1:16:00 Educational programming: Whoo boy. Our repeated discussions of TVOntario educational programming may be a bit self-indulgent, but really, the pull, the hold, the absolute power that PBS educational programming had over me, both domestically-produced and imported from Canada, as a youth cannot be adequately measured. You all know this is one of my major hobby horses, how heartbroken I was when Sesame Street went to HBO, how much I believe that Republicans’ crusade against PBS is probably at the root of a lot of the problems we’re having in this country right now... yeah, yeah, that may be fucking naive and simplistic but I really believe it. Without a public broadcaster with a mandate to educate without having to worry about the vagaries of the market and selling Tickle-Me-Elmos... we as a nation are lost. Lost. So I hope that you all won’t mind if I confess that I wept for a very long time as I went to YouTube to get the 3-2-1 Contact theme song, watched the opening credits, and considered what has happened to this country in the past week or so.

1:16:50 Mark Fowler: I hate to burst Rob’s bubble on the positives of his countryman Mark Fowler but it’s fairly likely that Fowler led the charge to break up the AT&T monopoly and eventually profited personally from it; after leaving the FCC, he was a communications lawyer and a VP at Bell South. (We should probably get used to these kinds of public servants in our government again.) Also, when I said he “tried” to repeal the Fairness Doctrine, I probably should’ve completed the story and said that he basically succeeded.

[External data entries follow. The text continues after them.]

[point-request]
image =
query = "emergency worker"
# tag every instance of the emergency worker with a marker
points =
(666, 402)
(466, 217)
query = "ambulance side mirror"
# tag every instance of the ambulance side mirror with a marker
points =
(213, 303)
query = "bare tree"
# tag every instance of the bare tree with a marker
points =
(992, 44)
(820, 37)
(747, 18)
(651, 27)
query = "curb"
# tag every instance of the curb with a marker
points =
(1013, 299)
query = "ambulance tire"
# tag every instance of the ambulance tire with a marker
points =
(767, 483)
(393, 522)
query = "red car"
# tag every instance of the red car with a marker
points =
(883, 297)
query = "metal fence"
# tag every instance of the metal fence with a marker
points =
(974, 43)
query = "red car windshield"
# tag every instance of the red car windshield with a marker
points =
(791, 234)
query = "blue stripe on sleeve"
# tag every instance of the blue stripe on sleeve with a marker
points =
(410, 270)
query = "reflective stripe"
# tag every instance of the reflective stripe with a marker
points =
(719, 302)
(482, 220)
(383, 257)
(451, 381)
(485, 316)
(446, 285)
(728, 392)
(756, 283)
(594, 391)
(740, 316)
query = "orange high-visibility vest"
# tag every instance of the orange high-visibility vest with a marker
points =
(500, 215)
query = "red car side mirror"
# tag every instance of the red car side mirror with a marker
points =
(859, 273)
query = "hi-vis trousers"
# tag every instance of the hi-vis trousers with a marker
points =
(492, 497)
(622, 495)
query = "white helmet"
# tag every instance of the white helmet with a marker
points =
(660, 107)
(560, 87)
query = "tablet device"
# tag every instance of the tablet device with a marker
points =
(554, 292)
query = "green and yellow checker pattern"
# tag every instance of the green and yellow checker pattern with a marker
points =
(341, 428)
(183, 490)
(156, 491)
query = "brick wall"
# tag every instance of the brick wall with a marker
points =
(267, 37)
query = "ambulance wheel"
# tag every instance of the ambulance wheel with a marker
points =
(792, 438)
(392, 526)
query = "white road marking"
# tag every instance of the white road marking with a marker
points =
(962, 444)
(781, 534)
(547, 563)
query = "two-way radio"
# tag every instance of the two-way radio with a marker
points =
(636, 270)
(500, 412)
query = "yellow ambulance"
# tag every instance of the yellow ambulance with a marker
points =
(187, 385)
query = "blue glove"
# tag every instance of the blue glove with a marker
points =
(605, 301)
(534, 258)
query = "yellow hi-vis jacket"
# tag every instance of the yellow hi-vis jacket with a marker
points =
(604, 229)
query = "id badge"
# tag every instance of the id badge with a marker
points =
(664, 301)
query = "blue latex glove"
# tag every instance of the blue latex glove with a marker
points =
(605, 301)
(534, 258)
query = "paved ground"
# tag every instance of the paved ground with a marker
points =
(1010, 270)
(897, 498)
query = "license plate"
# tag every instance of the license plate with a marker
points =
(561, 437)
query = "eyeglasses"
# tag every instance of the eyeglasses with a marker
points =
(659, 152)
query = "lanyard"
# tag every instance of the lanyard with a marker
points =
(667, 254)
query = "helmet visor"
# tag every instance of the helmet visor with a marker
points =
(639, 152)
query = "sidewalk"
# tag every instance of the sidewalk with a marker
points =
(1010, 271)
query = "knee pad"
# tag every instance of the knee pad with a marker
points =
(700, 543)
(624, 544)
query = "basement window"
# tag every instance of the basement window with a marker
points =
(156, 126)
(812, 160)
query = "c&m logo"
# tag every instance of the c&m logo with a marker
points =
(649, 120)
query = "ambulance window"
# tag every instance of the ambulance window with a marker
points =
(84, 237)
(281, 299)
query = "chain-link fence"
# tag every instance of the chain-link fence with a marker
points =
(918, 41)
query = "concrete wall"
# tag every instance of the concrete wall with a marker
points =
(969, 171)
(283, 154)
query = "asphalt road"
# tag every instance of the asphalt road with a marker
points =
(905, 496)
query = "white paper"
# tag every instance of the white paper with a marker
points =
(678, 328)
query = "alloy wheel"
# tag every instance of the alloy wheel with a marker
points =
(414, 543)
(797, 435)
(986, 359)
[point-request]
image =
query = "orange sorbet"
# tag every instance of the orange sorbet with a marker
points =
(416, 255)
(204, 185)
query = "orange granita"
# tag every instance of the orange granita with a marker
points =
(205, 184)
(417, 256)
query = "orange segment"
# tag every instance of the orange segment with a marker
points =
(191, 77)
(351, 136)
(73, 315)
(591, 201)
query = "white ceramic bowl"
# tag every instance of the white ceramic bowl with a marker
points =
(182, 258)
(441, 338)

1:18:13 Strawberry Shortcake: Could a better tale of the Hinge Years be devised than the tale of Strawberry Shortcake? Mandy’s analysis is spot on: she was just an image on greeting cards in 1979, but the combination of deregulation and a red-hot toy market for the kids of the Baby Boomers in the 1980s led to the inevitable multimedia blitz. And like all those Hasbro characters, the fad burned out quickly.

1:20:55 “We do export our neo-cons.” I can only name David Frum, but I'm sure Rob knows some others. [Rob: I guess I was thinking of David Frum, with whom I had a nice dinner one time, and who is practically a bleeding-heart liberal by 2016 standards. But there's always Ted Cruz.]